Hadrosek v. Paging Network Inc

CourtCourt of Appeals for the Fourth Circuit
DecidedJune 26, 1998
Docket96-2453
StatusUnpublished

This text of Hadrosek v. Paging Network Inc (Hadrosek v. Paging Network Inc) is published on Counsel Stack Legal Research, covering Court of Appeals for the Fourth Circuit primary law. Counsel Stack provides free access to over 12 million legal documents including statutes, case law, regulations, and constitutions.

Bluebook
Hadrosek v. Paging Network Inc, (4th Cir. 1998).

Opinion

UNPUBLISHED

UNITED STATES COURT OF APPEALS

FOR THE FOURTH CIRCUIT

LISA H. HADROSEK, Plaintiff-Appellant,

v. No. 96-2453 PAGING NETWORK, INCORPORATED; PAGING NETWORK OF WASHINGTON, INCORPORATED, Defendants-Appellees.
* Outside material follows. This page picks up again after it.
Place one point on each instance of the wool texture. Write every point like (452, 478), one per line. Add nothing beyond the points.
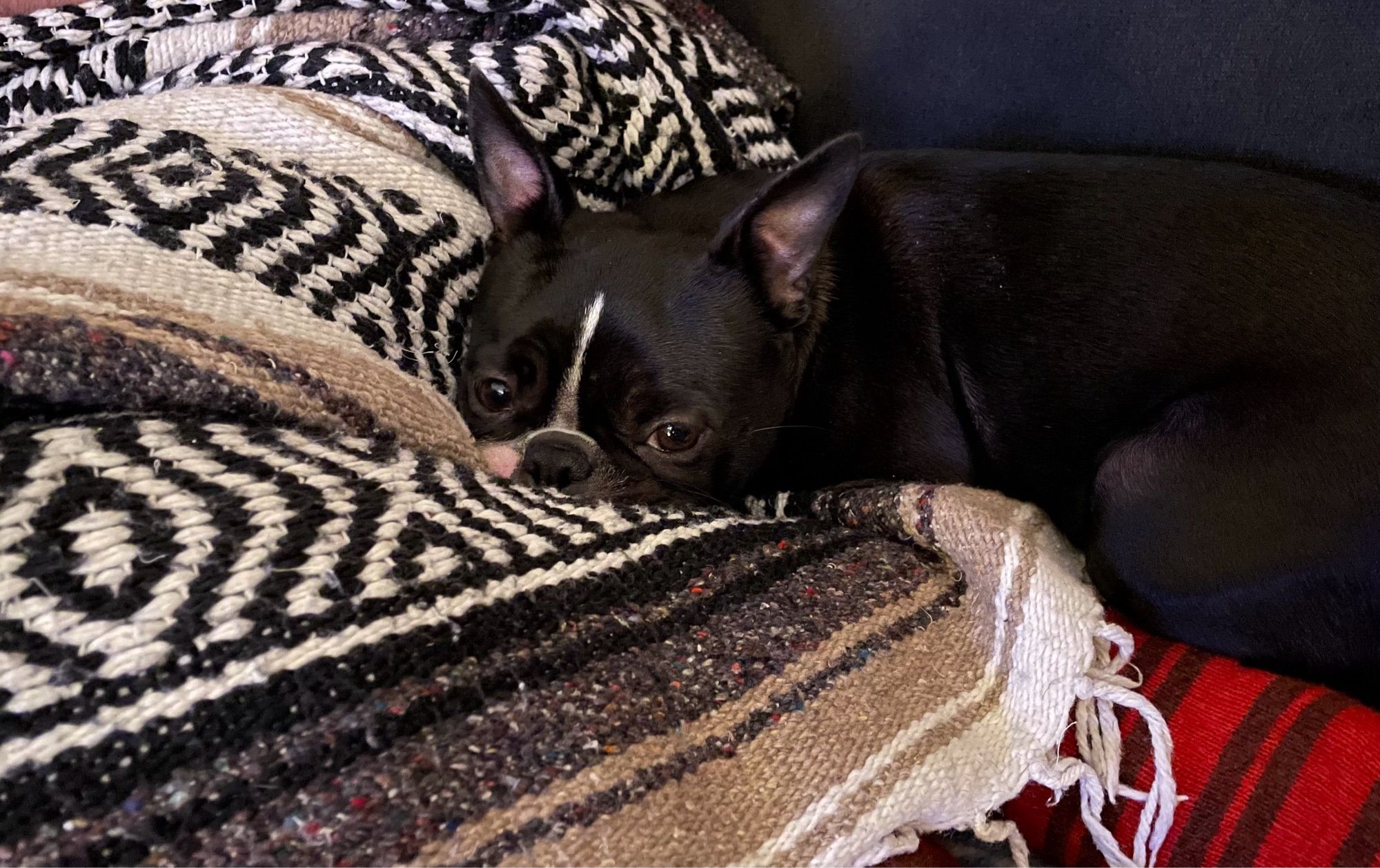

Appeal from the United States District Court for the District of Maryland, at Greenbelt. Alexander Williams, Jr., District Judge. (CA-95-1741-AW)

Argued: March 2, 1998

Decided: June 26, 1998

Before HAMILTON, Circuit Judge, BUTZNER, Senior Circuit Judge, and MOON, United States District Judge for the Western District of Virginia, sitting by designation.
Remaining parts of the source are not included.